For display or video ads, frequency capping -- which limits the number of video or display ads that appear to the same person -- relies on third-party cookies as by default, per Google, but when those are not available first-party cookies are used to approximate impressions.

Google estimates the platform for the latest feature covers 92% of ad-supported CTV households. 

Capping impressions is helpful, since TV consumption is not a pull channel, but rather a push.

Shane Ragiel, senior director of digital strategy at Chacka, said the goal is to appear enough times to keep the brands top of mind, but not be intrusive or annoying.

“When it comes to channels like connected TV, social media, and display, advertisers should understand that this is a push channel, but not to be too pushy,” Ragiel said. “These channels will happily spend and reach as many users as many times as possible. This will help marketers identify the point of diminishing return and deliver efficient ad buys across several touchpoint.”
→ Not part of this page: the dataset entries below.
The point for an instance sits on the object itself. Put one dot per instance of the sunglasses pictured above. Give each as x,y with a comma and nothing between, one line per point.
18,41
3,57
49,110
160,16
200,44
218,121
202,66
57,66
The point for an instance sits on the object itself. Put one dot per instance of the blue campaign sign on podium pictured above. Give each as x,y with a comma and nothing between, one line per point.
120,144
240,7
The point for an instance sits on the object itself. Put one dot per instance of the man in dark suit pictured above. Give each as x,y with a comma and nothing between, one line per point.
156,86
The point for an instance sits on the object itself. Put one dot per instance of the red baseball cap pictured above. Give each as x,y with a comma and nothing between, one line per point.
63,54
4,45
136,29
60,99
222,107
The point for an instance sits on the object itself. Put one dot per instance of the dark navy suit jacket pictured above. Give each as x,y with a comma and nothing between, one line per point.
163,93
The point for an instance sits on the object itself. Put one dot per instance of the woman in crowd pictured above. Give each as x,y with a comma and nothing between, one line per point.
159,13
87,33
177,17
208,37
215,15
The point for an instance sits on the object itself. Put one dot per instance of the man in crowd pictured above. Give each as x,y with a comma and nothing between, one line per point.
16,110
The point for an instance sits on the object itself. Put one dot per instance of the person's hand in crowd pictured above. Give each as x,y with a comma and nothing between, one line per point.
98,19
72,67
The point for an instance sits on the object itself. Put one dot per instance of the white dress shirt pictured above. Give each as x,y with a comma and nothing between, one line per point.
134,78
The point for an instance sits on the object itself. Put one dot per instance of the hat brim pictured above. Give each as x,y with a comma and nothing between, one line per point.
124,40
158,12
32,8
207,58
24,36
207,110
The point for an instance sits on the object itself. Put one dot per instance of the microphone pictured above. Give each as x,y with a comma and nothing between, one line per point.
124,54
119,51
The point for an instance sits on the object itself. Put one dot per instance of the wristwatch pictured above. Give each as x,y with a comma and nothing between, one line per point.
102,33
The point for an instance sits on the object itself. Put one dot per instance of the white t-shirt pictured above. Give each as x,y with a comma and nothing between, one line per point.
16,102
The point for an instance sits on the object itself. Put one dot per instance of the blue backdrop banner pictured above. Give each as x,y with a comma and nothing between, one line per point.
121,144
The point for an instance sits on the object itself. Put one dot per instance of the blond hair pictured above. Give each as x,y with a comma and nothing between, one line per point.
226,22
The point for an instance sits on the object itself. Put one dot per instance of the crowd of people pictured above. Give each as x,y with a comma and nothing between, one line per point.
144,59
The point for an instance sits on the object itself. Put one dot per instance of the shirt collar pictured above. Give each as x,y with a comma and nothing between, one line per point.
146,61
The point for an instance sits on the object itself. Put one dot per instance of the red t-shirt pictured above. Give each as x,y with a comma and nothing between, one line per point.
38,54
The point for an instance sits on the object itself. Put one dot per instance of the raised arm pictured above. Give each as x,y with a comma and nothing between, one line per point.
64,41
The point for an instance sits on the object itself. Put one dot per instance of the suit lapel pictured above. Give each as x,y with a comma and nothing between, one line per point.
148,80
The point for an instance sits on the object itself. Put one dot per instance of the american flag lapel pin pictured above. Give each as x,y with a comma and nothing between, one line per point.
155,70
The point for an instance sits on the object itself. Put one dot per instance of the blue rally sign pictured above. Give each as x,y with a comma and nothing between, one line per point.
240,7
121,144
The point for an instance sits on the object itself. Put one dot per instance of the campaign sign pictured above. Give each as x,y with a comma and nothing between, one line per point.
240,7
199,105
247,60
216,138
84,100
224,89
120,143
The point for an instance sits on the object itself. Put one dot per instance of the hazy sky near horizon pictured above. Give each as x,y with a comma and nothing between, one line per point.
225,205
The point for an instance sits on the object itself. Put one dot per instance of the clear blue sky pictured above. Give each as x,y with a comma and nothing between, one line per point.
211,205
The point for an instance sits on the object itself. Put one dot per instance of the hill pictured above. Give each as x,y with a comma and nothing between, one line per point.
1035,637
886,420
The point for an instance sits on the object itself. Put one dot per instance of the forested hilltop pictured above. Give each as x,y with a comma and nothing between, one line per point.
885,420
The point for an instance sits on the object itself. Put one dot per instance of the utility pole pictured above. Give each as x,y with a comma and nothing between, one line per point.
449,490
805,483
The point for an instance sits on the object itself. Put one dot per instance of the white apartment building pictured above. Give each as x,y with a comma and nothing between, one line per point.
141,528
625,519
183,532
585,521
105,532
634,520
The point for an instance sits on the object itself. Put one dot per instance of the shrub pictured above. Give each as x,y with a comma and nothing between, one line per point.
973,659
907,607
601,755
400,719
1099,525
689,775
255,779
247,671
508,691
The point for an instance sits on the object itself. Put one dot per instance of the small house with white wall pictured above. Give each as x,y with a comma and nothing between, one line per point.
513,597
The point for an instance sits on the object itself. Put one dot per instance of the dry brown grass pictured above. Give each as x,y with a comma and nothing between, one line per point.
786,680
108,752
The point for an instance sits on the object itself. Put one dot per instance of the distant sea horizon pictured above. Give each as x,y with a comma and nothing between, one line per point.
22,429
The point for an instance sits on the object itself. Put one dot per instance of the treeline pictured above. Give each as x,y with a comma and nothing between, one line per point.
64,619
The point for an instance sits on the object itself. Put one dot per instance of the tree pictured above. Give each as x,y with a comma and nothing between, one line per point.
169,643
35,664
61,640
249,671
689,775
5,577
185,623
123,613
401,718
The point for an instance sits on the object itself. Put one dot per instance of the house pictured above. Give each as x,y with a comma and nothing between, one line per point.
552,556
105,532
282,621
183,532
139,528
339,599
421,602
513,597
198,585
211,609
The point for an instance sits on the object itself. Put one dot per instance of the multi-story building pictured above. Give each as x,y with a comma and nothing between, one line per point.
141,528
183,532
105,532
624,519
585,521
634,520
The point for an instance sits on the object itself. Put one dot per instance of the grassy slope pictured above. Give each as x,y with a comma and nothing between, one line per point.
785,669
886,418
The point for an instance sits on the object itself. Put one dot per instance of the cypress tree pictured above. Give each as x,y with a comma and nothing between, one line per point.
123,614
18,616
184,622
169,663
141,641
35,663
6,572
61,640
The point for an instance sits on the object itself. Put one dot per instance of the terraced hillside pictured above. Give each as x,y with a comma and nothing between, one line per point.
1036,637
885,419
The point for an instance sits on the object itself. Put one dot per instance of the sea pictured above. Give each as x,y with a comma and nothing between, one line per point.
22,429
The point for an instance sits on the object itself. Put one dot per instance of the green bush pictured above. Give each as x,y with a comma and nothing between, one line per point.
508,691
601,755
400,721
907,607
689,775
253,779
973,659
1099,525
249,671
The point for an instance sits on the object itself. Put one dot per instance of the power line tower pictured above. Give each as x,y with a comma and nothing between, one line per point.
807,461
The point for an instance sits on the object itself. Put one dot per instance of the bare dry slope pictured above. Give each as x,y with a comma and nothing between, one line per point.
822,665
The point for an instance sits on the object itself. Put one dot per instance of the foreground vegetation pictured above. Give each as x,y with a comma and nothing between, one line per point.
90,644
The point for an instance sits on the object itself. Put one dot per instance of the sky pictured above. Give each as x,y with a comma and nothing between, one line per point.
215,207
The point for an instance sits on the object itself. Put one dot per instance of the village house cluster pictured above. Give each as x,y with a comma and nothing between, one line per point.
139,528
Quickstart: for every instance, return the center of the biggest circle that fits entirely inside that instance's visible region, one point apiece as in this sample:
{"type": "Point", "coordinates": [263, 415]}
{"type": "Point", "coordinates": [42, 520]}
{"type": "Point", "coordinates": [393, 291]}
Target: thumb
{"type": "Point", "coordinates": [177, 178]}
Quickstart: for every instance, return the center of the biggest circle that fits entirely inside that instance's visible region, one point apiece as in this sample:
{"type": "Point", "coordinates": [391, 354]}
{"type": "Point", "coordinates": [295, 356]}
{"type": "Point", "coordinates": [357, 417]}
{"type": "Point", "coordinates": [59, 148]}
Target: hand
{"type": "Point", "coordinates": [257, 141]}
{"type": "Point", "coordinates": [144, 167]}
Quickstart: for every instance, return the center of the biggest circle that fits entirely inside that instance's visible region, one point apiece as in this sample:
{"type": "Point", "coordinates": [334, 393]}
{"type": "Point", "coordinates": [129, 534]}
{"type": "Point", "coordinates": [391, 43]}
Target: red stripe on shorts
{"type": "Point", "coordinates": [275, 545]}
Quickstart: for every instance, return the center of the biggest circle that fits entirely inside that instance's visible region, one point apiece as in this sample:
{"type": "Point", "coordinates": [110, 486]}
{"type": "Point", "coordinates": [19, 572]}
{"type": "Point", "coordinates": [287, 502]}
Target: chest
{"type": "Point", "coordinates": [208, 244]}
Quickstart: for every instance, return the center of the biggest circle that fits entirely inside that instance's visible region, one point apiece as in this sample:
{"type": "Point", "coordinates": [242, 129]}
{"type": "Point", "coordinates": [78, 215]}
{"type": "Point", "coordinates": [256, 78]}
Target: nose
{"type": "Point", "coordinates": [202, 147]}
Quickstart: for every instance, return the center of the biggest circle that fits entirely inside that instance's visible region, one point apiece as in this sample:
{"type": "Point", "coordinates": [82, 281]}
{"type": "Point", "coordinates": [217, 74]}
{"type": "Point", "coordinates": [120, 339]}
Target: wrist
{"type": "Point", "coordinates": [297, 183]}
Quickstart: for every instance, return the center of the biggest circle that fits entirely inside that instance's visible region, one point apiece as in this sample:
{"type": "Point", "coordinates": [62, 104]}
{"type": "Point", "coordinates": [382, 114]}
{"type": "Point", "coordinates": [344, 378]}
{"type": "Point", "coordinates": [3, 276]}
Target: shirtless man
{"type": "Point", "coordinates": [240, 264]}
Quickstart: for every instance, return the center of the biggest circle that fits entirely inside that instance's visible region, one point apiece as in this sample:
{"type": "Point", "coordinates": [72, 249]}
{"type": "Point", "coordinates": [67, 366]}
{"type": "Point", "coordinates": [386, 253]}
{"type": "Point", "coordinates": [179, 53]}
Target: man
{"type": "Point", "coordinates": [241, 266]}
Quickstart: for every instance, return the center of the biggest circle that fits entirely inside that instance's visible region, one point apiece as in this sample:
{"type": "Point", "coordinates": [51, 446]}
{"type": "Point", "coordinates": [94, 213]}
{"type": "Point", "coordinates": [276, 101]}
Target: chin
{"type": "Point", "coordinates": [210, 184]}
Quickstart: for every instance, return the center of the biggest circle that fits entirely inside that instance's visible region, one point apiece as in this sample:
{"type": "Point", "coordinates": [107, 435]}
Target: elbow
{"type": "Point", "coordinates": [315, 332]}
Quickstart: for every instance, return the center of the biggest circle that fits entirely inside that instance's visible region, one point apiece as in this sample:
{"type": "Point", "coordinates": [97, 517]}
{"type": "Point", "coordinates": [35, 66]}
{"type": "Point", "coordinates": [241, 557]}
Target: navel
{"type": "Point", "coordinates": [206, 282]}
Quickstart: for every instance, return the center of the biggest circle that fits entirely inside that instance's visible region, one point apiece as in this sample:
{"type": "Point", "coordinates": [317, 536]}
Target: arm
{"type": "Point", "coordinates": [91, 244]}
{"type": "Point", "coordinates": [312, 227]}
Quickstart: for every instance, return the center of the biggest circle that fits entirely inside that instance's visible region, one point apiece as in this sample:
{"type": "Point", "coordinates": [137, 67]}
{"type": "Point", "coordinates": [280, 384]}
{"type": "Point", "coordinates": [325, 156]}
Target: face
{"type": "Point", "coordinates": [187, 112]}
Merkle helps several brands with CTV campaigns.

Trevor Hadick, director of media strategy, analytics and activation at Merkle, said CTV pushes the brand’s message to the consumer, but there should be a balance as to the number of times a consumer should see an advertisement and how many different creatives and unit lengths a brand has running at a single time.

If a brand wants to educate a consumer about the launch of a new product or service, the advertiser will cap the number of impressions weekly to ensure it remains top of mind.

“However, we would want allow the user to search and see our search engine marketing ads as many times as possible, with the hopes that it gets them in the conversion and lead generation funnel,” Hadick explains in an email to Inside Performance.

Most CTV inventory does not have a click function, which means the user must use a different device to visit the brand’s app, website or contact them via a phone call.

“Google doesn’t natively allow for ‘impression capping’ in search ads, but some clients may choose to use remarketing lists for search ads or Google Analytics audiences to control suppression or even greater visibility for users who have previously searched and clicked on ads,” he explains.

Search advertisers, of course, don't pay for the ad until someone clicks on it. When it comes to ad impressions, Google manages the user-by-user behavior directly for brands. This means that if a user searches many times without clicking on an advertiser’s ad, Google may choose to selectively remove that advertiser from the auction due to relevancy or lack thereof for that user.